Lysol Laundry Sanitizer is a safe and effective way to clean and kill 99.9% of bacteria. Your shoes can get dirtier by the minute they’re worn, studies show. In addition, they can also contain fecal bacteria and cause diarrheal diseases.
How dirty are your shoes?
A study found that after wearing shoes for two weeks, 10 people tested positive for bacterial infection. The results indicate that the bacteria found in the shoes were concentrated in the outside. Since they have developed the custom of eating their meals on tatami mats instead of chairs, they have also developed the practice of sleeping on the floor.
Some of the bacteria found in these shoes can cause infections. Some of these include Klebsiella pneumoniae and Serratia ficaria. In response to a reader who asked if it’s fine to ask guests to take off their shoes, the experts at Architecture Digest said yes, but it’s also best to warn guests in advance.
Wearing shoes inside the house can be a risk to your health. According to a study, microbes can thrive on the outside surfaces of shoes. Aside from being used for hygiene, Chinese households also protect their floors and furniture by taking off their shoes. This helps minimize the risk of staining and tracking dirt particles.

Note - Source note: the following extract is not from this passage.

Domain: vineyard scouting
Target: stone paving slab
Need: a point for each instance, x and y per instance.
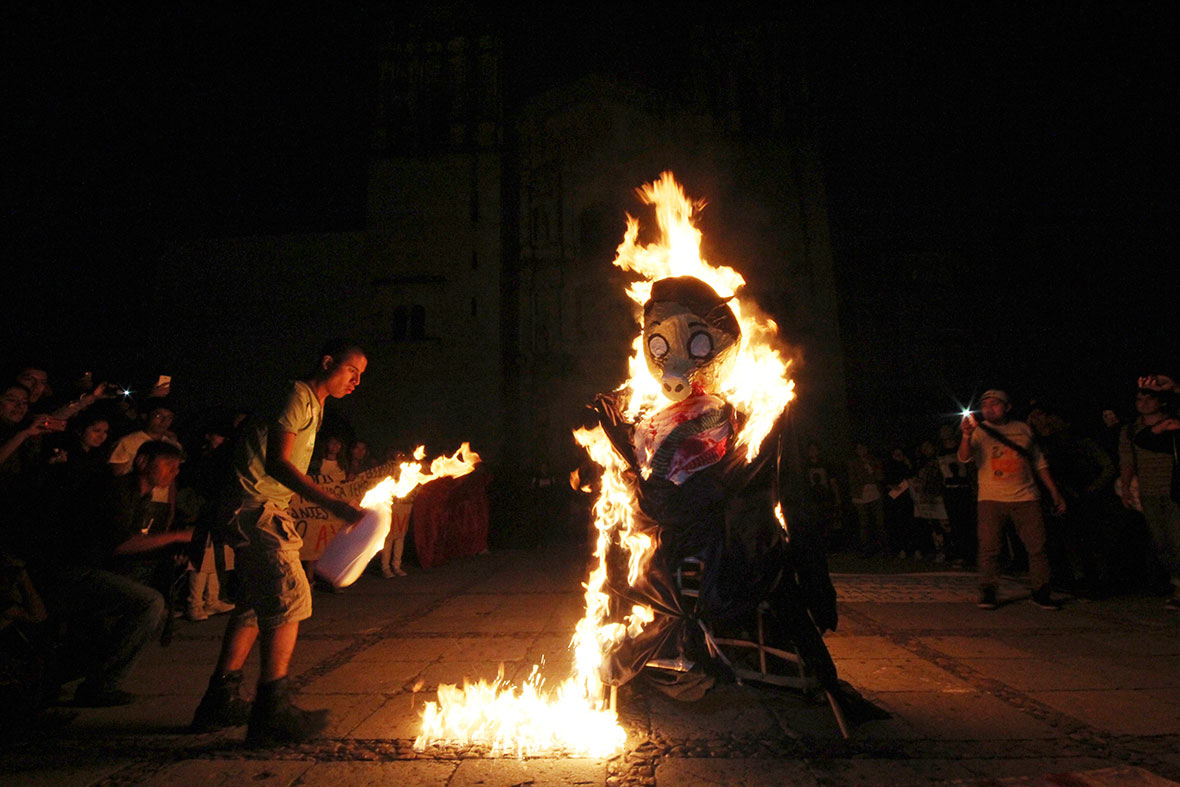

Reasons Why You Should Take Shoes Off Inside the House
While there are perfectly valid reasons both for wearing shoes in the house and for not wearing them, there are several points to keep in mind no matter which side of the issue you align with:
- There are cultural differences and traditions that drive people to prefer not wearing shoes or wearing shoes in the house.
- It is not rude to ask guests to remove their shoes in your house, especially if you offer them single-use slippers, unless it is a formal event.
- Shoes will certainly track in bacteria, fecal matter, toxins and allergens that can make you sick.
- Many people do not wipe their shoes before coming inside, yet eat food that has fallen on the ground and do not disinfect utensils and pacifiers that touch the floor.
- Some people wear shoes in the house for safety reasons, such as preventing falls, or cannot go barefoot because of conditions such as plantar fasciitis, foot odor or athlete’s foot.
- Putting your shoes in the washing machine, using an antimicrobial doormat or setting aside a pair of shoes solely for indoor use are all excellent solutions if you prefer to wear shoes indoors.